Saturday, May 31, 2008

The "Macho Culture" of Science and Engineering

Earlier this month the Harvard Business Review released a research report titled "The Athena Factor: Reversing the Brain Drain in Science, Engineering, and Technology". Their stats that for the basis for the report:

* 41% Science, Engineering, and Technology (SET) professionals are female at career lower-rungs
* 52% quit SET jobs, peaking at 10 year career mark
* 5 major factors contribute to mid-career SET female attrition
* 13 companies share initiatives designed to keep women on track with SET careers
* 25% reduction in female attrition adds 220,000 to qualified SET labor pool
I haven't read the actual report ($295 is a bit beyond my budget, even with a money-back guarantee), but the contents have been widely reported in the mainstream media. So what did the they find? Tara Weiss summarized the issues for Forbes:

So why are women leaving? Many said they're often the only women on a project team or on a work site, amid a pervasive macho culture that's hostile and excludes them. Since so few are in the upper ranks, there aren't female mentors to shepherd women through challenges and support them for promotions.

In many cases they said they didn't even know how to get to the next level--it seems like a hidden code. And since these are jobs that require long hours--some experiments require scientists to take samples at regimented times 24 hours a day, seven days a week--it's nearly impossible to manage raising a family or caring for elderly parents.

Of course men have children and elderly parents too.
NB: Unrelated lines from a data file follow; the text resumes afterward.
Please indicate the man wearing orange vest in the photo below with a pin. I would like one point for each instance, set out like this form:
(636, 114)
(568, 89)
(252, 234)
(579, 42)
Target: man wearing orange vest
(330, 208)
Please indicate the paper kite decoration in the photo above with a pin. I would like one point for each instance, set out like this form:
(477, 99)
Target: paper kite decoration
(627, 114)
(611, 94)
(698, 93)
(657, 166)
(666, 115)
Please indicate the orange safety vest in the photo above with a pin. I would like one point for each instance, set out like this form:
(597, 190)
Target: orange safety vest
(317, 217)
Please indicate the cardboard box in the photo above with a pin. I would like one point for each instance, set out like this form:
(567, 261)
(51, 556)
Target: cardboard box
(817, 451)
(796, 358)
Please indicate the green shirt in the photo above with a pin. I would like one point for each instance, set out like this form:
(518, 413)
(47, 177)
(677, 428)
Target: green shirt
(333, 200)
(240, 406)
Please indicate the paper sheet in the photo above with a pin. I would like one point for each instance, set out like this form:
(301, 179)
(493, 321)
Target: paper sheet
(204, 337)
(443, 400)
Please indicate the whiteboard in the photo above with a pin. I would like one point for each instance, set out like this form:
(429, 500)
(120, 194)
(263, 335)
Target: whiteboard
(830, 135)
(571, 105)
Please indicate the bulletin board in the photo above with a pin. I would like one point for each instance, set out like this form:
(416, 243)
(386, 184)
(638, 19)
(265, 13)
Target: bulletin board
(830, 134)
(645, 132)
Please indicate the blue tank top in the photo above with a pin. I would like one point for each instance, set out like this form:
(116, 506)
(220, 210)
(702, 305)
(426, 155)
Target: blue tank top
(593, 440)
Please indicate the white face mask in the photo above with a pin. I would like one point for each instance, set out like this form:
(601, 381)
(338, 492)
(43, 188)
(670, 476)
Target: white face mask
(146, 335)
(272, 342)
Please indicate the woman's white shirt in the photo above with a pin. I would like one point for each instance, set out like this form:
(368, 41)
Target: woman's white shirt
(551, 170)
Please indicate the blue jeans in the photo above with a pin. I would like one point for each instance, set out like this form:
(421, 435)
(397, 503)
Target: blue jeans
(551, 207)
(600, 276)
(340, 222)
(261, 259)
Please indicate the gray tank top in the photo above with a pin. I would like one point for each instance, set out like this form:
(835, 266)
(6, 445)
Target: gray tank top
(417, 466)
What she didn't say - what's just assumed - is that the burden of raising a family and taken care of elderly parents falls to women. And it's not just not having a second job at home that's the problem, it's lack of respect from their male colleagues, as the New York Times reported*:
The 147-page report (which was sponsored by Alcoa, Johnson & Johnson, Microsoft, Pfizer and Cisco) is filled with tales of sexual harassment (63 percent of women say they experienced harassment on the job); and dismissive attitudes of male colleagues (53 percent said in order to succeed in their careers they had to “act like a man”); and a lack of mentors (51 percent of engineers say they lack one); and hours that suit men with wives at home but not working mothers (41 percent of technology workers says they need to be available “24/7”).
Be sure to read the article for the story of Josephine/Finn. Women who didn't participate in "locker room stuff" were also excluded from important information shared by their male colleagues - and networking and inside information are important for advancing your career.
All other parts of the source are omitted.